Closed MarkWuNLP closed 5 years ago
@MarkWuNLP good question!. I think computing the masked lm loss on negative sample, make sense.
Even if the negative sample(sentence B) is not the next sentence of sentence A, sentence B is still natural language sentence. As far as I know, the objective goal is to make this model can understand the natural language sentence very well.

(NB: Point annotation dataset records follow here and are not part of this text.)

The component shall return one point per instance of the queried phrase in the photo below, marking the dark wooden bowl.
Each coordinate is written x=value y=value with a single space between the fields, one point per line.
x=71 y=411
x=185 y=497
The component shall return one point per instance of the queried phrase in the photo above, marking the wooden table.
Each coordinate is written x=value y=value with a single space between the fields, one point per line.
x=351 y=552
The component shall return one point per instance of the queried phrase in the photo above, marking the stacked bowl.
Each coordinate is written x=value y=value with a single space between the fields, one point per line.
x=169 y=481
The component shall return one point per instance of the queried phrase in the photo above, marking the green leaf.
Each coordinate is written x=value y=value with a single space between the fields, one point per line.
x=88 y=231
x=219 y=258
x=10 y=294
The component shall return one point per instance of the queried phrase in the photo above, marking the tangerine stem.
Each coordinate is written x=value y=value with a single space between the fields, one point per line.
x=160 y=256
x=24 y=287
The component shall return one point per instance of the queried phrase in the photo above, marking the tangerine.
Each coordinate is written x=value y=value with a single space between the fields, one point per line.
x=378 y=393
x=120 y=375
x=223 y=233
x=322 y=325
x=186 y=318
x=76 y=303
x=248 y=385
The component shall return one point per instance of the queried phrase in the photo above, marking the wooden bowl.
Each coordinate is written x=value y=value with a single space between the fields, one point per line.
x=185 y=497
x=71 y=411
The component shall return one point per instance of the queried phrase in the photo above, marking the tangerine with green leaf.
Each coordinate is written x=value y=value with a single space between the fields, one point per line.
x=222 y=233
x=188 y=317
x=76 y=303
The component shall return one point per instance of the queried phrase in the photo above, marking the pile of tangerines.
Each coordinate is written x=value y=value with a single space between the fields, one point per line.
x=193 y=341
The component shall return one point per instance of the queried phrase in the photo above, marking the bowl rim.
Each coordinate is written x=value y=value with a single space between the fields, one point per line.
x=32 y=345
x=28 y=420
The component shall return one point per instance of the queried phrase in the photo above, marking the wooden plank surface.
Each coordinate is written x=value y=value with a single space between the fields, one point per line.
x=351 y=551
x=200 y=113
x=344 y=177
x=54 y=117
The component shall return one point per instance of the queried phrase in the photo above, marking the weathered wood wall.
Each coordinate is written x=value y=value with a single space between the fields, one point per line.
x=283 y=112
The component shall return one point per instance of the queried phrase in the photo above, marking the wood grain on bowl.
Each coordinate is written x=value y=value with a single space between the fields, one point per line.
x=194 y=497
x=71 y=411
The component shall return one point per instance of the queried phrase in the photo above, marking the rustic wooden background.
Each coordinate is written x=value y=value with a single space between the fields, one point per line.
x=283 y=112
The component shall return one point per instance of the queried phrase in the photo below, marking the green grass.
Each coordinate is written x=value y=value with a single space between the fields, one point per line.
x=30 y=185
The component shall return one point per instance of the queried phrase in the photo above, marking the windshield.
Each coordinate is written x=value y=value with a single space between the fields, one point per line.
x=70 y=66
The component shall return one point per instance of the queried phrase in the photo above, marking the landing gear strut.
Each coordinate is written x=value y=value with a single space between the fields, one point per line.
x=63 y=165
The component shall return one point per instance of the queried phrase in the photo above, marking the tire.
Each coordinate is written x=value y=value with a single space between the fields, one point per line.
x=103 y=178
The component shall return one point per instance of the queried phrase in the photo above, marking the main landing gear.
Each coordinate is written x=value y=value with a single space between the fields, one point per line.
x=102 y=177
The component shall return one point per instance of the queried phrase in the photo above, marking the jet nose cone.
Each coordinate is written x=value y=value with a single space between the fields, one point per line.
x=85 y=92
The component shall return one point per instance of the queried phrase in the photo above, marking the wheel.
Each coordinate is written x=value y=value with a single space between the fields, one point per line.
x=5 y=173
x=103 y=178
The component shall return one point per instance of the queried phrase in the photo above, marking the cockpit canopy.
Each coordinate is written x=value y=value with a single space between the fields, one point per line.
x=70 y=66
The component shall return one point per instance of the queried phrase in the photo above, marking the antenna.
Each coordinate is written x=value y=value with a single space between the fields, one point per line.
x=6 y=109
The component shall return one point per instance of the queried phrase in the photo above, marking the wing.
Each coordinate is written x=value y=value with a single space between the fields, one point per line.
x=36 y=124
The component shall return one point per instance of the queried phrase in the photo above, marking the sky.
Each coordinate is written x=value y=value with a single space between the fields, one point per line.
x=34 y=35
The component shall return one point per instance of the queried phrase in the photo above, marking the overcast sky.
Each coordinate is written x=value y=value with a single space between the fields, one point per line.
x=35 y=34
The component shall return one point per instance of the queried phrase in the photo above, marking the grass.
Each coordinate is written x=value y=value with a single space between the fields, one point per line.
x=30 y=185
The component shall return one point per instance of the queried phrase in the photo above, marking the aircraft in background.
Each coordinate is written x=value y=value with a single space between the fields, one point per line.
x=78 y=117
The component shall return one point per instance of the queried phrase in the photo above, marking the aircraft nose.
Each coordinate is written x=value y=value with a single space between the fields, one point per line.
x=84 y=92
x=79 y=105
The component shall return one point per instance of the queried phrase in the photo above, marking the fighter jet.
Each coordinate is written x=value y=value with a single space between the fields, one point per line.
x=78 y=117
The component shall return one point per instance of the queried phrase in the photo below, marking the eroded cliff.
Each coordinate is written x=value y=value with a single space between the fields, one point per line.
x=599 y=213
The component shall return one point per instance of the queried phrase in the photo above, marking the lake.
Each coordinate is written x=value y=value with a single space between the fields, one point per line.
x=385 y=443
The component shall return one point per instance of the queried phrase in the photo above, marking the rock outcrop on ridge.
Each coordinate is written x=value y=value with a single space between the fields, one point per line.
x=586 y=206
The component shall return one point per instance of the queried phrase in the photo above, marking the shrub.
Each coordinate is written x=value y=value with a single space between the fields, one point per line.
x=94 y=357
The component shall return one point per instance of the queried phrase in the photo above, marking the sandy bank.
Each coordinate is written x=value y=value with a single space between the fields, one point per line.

And also next sentence prediction and masked LM is totally different task.
For these reasons, computing lm loss on negative sample can be applied to, as same as the positive sample.
In addition to @codertimo 's reply, it seems reasonable to apply MaskedLM on negative samples since authors provided the masked negative pair example in their paper.
Input = [CLS] the man went to [MASK] store [SEP]
he bought a gallon [MASK] milk [SEP]
Label = IsNext
Input = [CLS] the man [MASK] to the store [SEP]
penguin [MASK] are flight ##less birds [SEP]
Label = NotNext
I see. Thank you for your answer!
Hi, Thank you for your clean code on Bert. I have a question about Mask LM loss after I read your code. Your program computes a mask language model loss on both positive sentence pairs and negative pairs.
Does it make sense to compute Mask LM loss on negative sentence pairs? I am not sure how Google computes this loss.